Queridos lectores:
De niño, en mi casa de Cuba, la cena de Nochebuena se celebraba en la espaciosa cocina presidida por un reloj de pared del siglo XIX, la inmensa campana de barro de la antigua chimenea y la vieja mesa de caoba para diez comensales.
Era la década del setenta y celebrar la Navidad en Cuba estaba mal visto. Además, la comida escaseaba. Pero en casa la celebrábamos. Abuelo Raúl rememoraba entonces aquellas Navidades fabulosas de antes de la Revolución, mientras mi abuela y mi madre adobaban la escasa carne o moldeaban la dulzura de los buñuelos. Mi padre regresaba a última hora con una botella de vino o un dulce que le habían regalado sus pacientes. Los niños mirábamos extasiados el Nacimiento, tiesos ya en la ropa almidonada para la Misa de Gallo.

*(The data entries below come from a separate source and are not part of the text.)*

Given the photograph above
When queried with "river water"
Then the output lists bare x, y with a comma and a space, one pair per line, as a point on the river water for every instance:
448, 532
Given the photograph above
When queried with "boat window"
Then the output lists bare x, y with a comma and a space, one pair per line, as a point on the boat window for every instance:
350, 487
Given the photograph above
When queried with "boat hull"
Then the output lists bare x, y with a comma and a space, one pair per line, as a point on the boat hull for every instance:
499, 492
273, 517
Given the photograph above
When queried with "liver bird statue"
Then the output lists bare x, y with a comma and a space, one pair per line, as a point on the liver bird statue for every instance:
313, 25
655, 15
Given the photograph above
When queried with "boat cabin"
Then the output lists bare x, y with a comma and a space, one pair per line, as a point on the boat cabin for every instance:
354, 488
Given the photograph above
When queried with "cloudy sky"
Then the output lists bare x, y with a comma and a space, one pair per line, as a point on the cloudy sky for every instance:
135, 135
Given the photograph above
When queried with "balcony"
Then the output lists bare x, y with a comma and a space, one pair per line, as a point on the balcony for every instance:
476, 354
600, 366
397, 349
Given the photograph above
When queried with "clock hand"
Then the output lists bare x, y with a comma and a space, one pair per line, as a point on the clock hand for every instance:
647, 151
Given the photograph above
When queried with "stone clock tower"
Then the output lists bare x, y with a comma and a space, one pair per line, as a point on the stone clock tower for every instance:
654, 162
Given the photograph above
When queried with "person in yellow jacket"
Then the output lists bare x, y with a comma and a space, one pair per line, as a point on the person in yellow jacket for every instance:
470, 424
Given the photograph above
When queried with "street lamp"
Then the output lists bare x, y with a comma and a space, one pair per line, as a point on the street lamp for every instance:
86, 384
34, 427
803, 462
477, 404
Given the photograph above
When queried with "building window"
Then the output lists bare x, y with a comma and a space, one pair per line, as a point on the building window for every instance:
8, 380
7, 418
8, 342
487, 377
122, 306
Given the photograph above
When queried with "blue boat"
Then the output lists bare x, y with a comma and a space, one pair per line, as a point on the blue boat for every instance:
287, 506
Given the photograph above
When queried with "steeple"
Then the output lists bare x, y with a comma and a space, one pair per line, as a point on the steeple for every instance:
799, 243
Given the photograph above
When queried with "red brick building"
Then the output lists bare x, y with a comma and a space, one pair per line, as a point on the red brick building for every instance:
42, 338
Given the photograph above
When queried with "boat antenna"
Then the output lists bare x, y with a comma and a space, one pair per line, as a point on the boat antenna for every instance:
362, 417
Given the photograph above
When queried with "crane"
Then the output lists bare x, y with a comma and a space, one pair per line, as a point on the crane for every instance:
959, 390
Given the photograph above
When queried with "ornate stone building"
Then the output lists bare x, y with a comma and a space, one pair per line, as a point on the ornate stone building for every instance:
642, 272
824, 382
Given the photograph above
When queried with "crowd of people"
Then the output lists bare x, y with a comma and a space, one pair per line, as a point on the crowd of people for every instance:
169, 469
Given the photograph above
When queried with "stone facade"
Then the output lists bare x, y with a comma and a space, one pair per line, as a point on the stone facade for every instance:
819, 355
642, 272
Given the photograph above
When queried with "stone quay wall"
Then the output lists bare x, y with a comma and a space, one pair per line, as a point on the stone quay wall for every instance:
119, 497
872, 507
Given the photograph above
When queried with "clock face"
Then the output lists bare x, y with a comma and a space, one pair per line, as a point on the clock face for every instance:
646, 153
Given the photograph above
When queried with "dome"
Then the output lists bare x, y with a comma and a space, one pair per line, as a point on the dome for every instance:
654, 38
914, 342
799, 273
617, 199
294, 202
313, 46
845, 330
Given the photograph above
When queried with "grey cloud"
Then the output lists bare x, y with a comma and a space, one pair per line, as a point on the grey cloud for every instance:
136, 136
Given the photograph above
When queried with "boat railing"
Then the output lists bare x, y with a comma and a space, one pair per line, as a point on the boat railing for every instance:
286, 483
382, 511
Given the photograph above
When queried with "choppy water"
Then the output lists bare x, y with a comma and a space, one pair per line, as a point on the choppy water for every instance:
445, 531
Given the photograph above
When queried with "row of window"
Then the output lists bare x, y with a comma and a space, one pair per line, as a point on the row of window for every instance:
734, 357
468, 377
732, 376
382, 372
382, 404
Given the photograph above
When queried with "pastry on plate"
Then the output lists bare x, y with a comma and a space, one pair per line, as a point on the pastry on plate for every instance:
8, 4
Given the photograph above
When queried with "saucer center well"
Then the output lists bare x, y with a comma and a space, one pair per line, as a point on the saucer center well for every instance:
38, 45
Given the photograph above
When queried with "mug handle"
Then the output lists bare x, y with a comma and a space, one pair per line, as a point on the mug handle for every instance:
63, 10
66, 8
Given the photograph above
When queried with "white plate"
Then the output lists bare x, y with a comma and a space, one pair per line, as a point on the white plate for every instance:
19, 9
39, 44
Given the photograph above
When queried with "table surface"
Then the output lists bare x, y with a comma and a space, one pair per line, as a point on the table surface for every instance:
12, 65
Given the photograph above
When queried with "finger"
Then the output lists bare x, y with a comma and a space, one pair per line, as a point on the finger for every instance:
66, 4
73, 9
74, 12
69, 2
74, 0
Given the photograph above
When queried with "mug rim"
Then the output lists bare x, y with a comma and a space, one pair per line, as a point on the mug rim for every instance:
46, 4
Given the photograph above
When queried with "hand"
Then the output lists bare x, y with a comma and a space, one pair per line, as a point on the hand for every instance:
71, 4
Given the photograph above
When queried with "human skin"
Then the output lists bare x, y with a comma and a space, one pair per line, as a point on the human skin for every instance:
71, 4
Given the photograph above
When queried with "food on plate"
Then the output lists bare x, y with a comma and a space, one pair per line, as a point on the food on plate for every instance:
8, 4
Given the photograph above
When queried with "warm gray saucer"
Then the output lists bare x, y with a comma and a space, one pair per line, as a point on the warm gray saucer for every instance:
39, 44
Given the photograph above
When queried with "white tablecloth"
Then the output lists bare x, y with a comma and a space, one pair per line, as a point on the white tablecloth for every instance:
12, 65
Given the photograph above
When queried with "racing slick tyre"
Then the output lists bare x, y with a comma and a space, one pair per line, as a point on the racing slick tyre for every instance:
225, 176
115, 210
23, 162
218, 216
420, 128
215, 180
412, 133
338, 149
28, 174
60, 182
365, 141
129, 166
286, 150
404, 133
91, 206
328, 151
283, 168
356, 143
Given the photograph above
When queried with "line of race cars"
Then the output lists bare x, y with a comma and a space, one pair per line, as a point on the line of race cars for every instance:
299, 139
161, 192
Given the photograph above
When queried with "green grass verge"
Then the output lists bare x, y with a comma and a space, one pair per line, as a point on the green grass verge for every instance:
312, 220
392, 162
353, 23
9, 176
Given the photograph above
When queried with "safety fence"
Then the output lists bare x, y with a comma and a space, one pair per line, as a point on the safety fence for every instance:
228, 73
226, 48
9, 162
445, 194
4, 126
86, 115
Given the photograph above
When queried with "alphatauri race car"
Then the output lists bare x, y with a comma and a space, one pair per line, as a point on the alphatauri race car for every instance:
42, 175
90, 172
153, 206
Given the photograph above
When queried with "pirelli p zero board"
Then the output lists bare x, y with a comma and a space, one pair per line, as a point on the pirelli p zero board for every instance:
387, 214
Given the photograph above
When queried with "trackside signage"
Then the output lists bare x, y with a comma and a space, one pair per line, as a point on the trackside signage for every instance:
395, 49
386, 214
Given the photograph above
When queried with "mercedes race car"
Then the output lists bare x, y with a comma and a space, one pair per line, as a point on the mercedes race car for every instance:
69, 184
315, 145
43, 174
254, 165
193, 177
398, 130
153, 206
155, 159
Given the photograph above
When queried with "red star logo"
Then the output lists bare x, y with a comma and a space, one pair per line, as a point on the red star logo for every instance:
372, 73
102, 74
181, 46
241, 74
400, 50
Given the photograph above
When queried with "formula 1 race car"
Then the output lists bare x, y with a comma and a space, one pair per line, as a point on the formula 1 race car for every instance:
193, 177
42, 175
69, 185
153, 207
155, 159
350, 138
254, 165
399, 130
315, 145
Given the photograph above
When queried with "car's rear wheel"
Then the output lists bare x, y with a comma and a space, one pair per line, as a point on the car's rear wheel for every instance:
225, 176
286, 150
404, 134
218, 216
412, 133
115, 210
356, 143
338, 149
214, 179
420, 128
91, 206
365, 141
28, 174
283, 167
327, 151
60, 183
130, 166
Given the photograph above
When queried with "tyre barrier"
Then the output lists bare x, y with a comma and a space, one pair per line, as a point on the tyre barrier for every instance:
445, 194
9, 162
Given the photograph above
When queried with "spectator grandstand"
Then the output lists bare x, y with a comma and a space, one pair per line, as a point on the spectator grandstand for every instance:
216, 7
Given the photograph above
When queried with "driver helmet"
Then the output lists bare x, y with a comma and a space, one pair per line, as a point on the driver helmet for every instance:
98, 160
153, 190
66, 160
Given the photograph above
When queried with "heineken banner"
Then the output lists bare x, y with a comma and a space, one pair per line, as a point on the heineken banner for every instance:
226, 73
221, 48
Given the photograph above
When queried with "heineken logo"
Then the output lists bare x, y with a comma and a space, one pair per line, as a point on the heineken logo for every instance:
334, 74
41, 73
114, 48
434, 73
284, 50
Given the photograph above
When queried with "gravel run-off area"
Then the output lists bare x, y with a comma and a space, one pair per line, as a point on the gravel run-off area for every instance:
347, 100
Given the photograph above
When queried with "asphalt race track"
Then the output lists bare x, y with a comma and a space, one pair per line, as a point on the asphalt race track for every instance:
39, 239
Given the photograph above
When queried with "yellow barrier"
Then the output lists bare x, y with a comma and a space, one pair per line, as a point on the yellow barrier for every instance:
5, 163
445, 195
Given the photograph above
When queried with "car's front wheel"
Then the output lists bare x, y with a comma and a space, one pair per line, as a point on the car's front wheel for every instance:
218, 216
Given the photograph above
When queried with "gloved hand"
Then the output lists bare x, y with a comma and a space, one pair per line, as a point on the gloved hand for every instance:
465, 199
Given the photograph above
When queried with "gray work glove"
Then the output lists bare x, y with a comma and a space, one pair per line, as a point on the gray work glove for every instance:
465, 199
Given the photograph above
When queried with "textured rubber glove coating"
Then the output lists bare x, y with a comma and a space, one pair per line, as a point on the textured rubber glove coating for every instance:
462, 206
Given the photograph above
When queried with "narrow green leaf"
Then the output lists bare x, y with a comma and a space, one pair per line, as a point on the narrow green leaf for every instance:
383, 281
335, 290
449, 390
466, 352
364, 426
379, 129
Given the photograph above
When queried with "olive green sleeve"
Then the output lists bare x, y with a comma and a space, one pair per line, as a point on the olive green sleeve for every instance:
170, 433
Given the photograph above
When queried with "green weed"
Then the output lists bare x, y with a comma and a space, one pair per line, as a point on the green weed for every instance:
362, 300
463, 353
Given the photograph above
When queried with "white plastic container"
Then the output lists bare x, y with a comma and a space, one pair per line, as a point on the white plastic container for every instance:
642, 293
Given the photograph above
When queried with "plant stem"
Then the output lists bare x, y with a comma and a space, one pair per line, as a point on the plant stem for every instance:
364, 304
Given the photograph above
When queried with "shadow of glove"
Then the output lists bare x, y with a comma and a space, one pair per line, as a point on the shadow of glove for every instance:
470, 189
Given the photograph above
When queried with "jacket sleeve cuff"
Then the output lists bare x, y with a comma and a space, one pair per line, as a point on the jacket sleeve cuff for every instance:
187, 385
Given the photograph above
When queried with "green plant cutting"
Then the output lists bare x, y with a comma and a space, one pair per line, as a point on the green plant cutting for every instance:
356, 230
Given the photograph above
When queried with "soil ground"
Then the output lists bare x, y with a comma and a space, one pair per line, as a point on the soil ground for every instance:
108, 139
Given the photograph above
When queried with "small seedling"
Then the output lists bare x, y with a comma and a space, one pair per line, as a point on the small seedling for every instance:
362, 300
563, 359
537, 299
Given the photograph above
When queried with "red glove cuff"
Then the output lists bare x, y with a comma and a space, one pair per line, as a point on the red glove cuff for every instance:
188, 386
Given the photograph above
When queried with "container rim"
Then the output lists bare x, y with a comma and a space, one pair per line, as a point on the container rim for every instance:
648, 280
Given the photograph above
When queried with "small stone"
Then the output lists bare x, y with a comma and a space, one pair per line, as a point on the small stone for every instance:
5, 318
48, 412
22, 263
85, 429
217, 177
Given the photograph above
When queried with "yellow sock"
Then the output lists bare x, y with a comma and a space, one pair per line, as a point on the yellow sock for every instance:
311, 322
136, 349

No guardo ningún recuerdo más dichoso que aquellas cenas de nuestras pobres nochebuenas, cuando mi abuelo aún no había sido elegido por el cáncer ni mi hermano había emigrado.
La primera Navidad sin abuelo Raúl —cuando yo tenía once años— fue la de mi primera “escuela al campo”. Debía yo, como todos los chicos en aquella Cuba, pasar 45 días lejos de mi familia trabajando y viviendo en una granja.
Mis padres, para que yo pudiera celebrar la Navidad con ellos, buscaron un turno médico para el día 25. En la tarde del 24, al regresar del trabajo, hallé a mi madre esperándome en la granja. Mi maestra había autorizado mi salida. Mi madre quería hablar también con la directora, que aún no había regresado. Cuando llegó la directora, fuimos a verla y, al acercarnos, escuchamos que decía a los padres de otro alumno: “Esta noche es Nochebuena, así que nadie puede salir de aquí. Vuelvan mañana a buscar a su hijo”.
Sin intercambiar palabra, mi madre y yo nos dimos vuelta y partimos a casa. Abuela había hecho —en aquel primer año de su viudez— los buñuelos más exquisitos de su vida.